Все посмотрели в небо. Да, там одиноко таяло беленькое облако, размером не более овчины. Из густой заросли кустов и камыша, около плотины, осторожно выдвинулась лодка, посреди ее стоял хромой мужик, опираясь на багор, и махал на публику рукою. Беззвучно погружая весла в воду, лодку гнал широкоплечий, светловолосый парень в серой рубахе. Он сидел неподвижно, точно окаменев, шевелились только кисти его рук, казалось, что весла действуют сами, покрывая воду шелковой рябью. Хромой, перестав размахивать рукой, вытянул ее выше головы, неотрывно глядя в воду, и тоже замер. Лодка описала угол от берега к берегу, потом еще угол, мужик медленно опустил левую руку, так же медленно поднял правую с багром в ней.
– Бей его! – рявкнул он и, с размаха, вонзил багор в реку.
Клим стоял сзади и выше всех, он хорошо видел, что хромой ударил в пустое место. А когда мужик, неуклюже покачнувшись, перекинулся за борт, плашмя грудью, Клим уверенно подумал:
«Это сделано нарочно!»
Но хромой тотчас же пошатнул эту уверенность.

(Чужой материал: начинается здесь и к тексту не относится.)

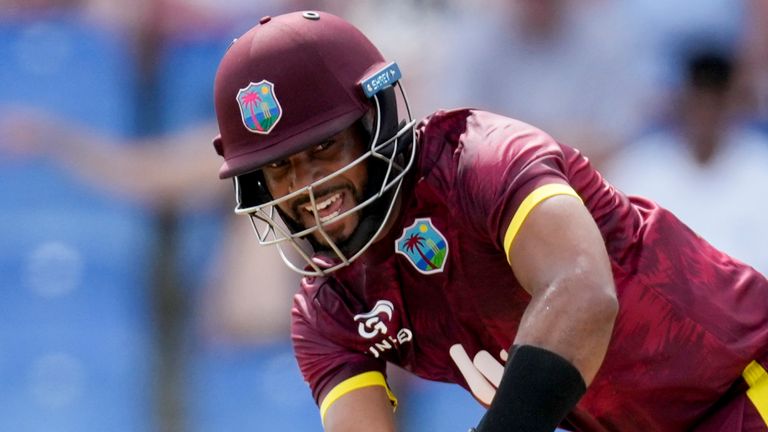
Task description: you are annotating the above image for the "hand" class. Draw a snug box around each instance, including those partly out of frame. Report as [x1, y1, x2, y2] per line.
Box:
[0, 106, 65, 157]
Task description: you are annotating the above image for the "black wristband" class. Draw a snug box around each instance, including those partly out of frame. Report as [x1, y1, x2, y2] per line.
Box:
[477, 345, 587, 432]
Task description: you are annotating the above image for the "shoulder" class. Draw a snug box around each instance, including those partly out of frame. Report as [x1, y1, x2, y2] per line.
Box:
[417, 108, 562, 171]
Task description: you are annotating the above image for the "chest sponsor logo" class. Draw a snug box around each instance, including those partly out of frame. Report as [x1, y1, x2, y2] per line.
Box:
[353, 300, 413, 358]
[395, 218, 448, 274]
[237, 80, 283, 135]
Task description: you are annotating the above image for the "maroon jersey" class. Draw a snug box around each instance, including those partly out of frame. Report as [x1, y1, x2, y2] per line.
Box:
[292, 110, 768, 431]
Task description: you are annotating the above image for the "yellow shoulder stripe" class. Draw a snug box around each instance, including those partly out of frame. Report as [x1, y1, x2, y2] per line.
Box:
[742, 361, 768, 425]
[504, 183, 583, 259]
[320, 372, 397, 424]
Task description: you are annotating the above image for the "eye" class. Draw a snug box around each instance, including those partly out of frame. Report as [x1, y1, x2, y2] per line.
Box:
[312, 140, 335, 153]
[267, 159, 288, 169]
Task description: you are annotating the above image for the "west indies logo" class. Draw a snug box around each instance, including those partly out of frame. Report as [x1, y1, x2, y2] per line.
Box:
[237, 80, 283, 135]
[395, 218, 448, 274]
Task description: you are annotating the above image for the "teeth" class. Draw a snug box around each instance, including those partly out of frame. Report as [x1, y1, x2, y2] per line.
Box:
[320, 210, 341, 222]
[304, 193, 341, 213]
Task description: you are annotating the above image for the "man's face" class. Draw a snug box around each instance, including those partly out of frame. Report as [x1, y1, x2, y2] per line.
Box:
[262, 125, 368, 245]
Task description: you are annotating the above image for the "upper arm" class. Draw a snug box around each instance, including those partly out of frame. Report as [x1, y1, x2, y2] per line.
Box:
[505, 186, 618, 383]
[321, 377, 395, 432]
[504, 184, 614, 302]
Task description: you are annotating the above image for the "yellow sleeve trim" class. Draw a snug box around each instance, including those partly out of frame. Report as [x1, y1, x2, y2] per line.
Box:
[320, 372, 397, 424]
[504, 183, 583, 258]
[742, 361, 768, 425]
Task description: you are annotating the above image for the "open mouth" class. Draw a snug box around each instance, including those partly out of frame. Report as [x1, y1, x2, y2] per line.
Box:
[301, 191, 344, 223]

– Не попа-ал! – взвыл он плачевным волчьим воем, барахтаясь в реке. Его красная рубаха вздулась на спине уродливым пузырем, судорожно мелькала над водою деревяшка с высветленным железным кольцом на конце ее, он фыркал, болтал головою, с волос головы и бороды разлетались стеклянные брызги, он хватался одной рукой за корму лодки, а кулаком другой отчаянно колотил по борту и вопил, стонал:
– Э-эх, не попа-ал! Миколка, дьявол, что ж ты его веслом не ошарашил, а? Веслом-то, дурак! По башке бы, а? Осрамил ты меня, морда-а!
Парень не торопясь поймал багор, положил его вдоль борта, молча помог хромому влезть в лодку и сильными ударами весел быстро пригнал ее к берегу. Вывалившись на песок, мужик, мокрый и скользкий, разводя руки, отчаянно каялся:
– Не попал, господа! Острамился, простите Христа ради! Ошибся маленько, в головизу метил ему, а – мимо! Понимаете вещь? Ах, отцы святые, а?
У него даже голос от огорчения стал другой, высокий, жалобно звенящий, а оплывшее лицо сузилось и выражало искреннейшее горе. По вискам, по лбу, из-под глаз струились капли воды, как будто все его лицо вспотело слезами, светлые глаза его блестели сконфуженно и виновато. Он выжимал воду с волос головы и бороды горстью, брызгал на песок, на подолы девиц и тоскливо выкрикивал:
– Громадный, пуда на четыре с лишком! Бык, а не сом, ей-богу! Усы – вот!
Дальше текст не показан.